Dentro de las nuevas tecnologías, destacaron de manera particular, la blockchain y la inteligencia artificial (IA), así como un esquema a seguir para las entidades públicas y privadas; el denominado “compliance” que acaparó las mesas de debate y discusión.
La tecnología blockchain es un sistema que permite a una colectividad compartir, recopilar o distribuir información digital o datos de transacciones de múltiples fuentes, sin que éstas se puedan copiar o alterar, salvo que se cuente con el permiso de cada uno de los miembros o participantes. Los datos o la información se dividen en bloques compartidos que se encadenan con identificadores únicos, lo que les brinda integridad al tratarse de una única fuente de verdad, con lo cual se elimina la duplicación y se aumenta la seguridad, evitando el fraude y la manipulación de los datos ya que es imposible alterarlos sin el permiso del grupo.
En principio diseñado para garantizar la moneda digital o criptomonedas como el “bitcoin”, los desarrolladores tecnológicos están encontrando otros usos potenciales, pues al permitir que cualquier información digital se distribuya, pero sin copiarse, posibilita la materialización de miles de operaciones de manera segura, con lo cual, los datos personales que se requieren para realizarlas de igual forma estarán protegidos.
Ni que decir de la IA; estamos expectantes de los grandes descubrimientos que cambiarán nuestro mundo; películas y series presentan un escenario futurista en el que robots inteligentes nos superan y prácticamente se han apoderado de nuestro planeta. Si bien, aún no se ha desarrollado una maquina con conciencia autónoma, totalmente autosuficiente de cualquier injerencia del hombre, la IA, entendida como los sistemas o máquinas que imitan la inteligencia humana para realizar tareas y que pueden mejorarlas a partir de la información que recopilan, es una realidad.

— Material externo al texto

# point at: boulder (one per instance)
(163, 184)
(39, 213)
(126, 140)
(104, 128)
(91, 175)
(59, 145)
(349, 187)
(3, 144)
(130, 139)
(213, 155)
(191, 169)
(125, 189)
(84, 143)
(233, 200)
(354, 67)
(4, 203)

Los motores de nuestros teléfonos inteligentes, computadoras o televisiones nos muestran recomendaciones específicas a partir de nuestras búsquedas y hábitos de consumo: las aplicaciones que simulan conversaciones y proveen respuestas automáticas “chatbots” utilizan IA para entender problemáticas de usuarios y brindar respuestas más eficaces; los asistentes inteligentes la emplean para analizar grandes cantidades de información y mejorar la programación. En esencia, la IA funciona a partir de los datos personales que recaba.
Por lo que respecta al “compliance” debemos entenderlo como el conjunto de procedimientos y buenas prácticas adoptados por las organizaciones a fin de identificar, alertar y reportar riesgos operativos y legales a los que se enfrentan, como sanciones, pérdidas financieras y riesgos por pérdidas de reputación, a consecuencia de la inobservancia de leyes, regulaciones y códigos de conducta, así como para brindar asesoría y establecer mecanismos internos de prevención, gestión, control y reacción frente a éstos. Este cumplimiento normativo tiene en el derecho a la protección de los datos personales una de sus áreas más sensibles; las leyes y normativa aplicable en la materia establecen una serie de obligaciones y deberes para los responsables del tratamiento, que de no observarse podrían acarrear graves consecuencias, incluidas multas cuantiosas.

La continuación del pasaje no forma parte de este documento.